Я по-прежнему безмолвствовала, предпочитая скрывать свои мысли за притворным непониманием. Однако в конце концов мое молчание стало невыносимым для нас обоих.
— Спасибо, что защитил меня, Маркус, — пробормотала я.
Мне не удалось его обмануть. Ни обмануть, ни смягчить, ни тронуть фальшивым простодушием.
— С кем ты связана, Сира? — медленно произнес он, не отрывая глаз от шоссе.
Я повернула голову и посмотрела на его профиль в полумраке. Заостренный нос, мужественная челюсть, та же решительность, та же уверенность, что и раньше. Он казался тем же человеком, которого я знала некогда в Тетуане. Да, казался…
— А с кем связан ты, Маркус?
В этот момент на заднем сиденье нашей машины, прямо за нами, расположился еще один невидимый пассажир: недоверие.

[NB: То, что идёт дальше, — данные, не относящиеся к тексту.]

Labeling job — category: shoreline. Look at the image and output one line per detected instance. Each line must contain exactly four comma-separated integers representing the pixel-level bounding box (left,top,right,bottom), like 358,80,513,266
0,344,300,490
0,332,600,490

Мы пересекли границу уже за полночь. Маркус предъявил свой британский паспорт, а я — свой марокканский. Я заметила, что он обратил на него внимание, но ничего не спросил по этому поводу. Людей да Силвы не было видно — лишь пара сонных полицейских, не имевших ни малейшего желания терять с нами время.
— Что ж, может, стоит где-то остановиться и поспать — мы ведь уже в Испании и знаем, что нас никто не преследовал и не опередил. Завтра я могу сесть на поезд, а ты — вернуться в Лиссабон, — предложил Маркус.
— Лучше поскорее попасть в Мадрид, — сквозь зубы ответила я.
Мы продолжили путь по пустынной дороге, погруженные каждый в свои мысли. Недоверие принесло с собой подозрительность, а та вызвала молчание — напряженное и неловкое, полное мучительных сомнений. Несправедливое с моей стороны молчание. Маркус только что вытащил меня из худшей переделки в моей жизни и теперь должен был вести машину ночь напролет, чтобы доставить по назначению целой и невредимой, а я платила ему неискренностью, отказываясь что-либо прояснить и развеять сомнения. Но я просто не могла ничего ему рассказать. Не должна была этого делать, мне следовало сначала разобраться с подозрениями, появившимися после ночного разговора с Розалиндой. Хотя, возможно, и стоило слегка приподнять завесу, обронить несколько слов о вчерашнем вечере, дать немного информации. Это было выгодно нам обоим: Маркус мог, хотя бы частично, удовлетворить свое любопытство, а я — подготовить почву для того, чтобы подтвердить потом свои догадки.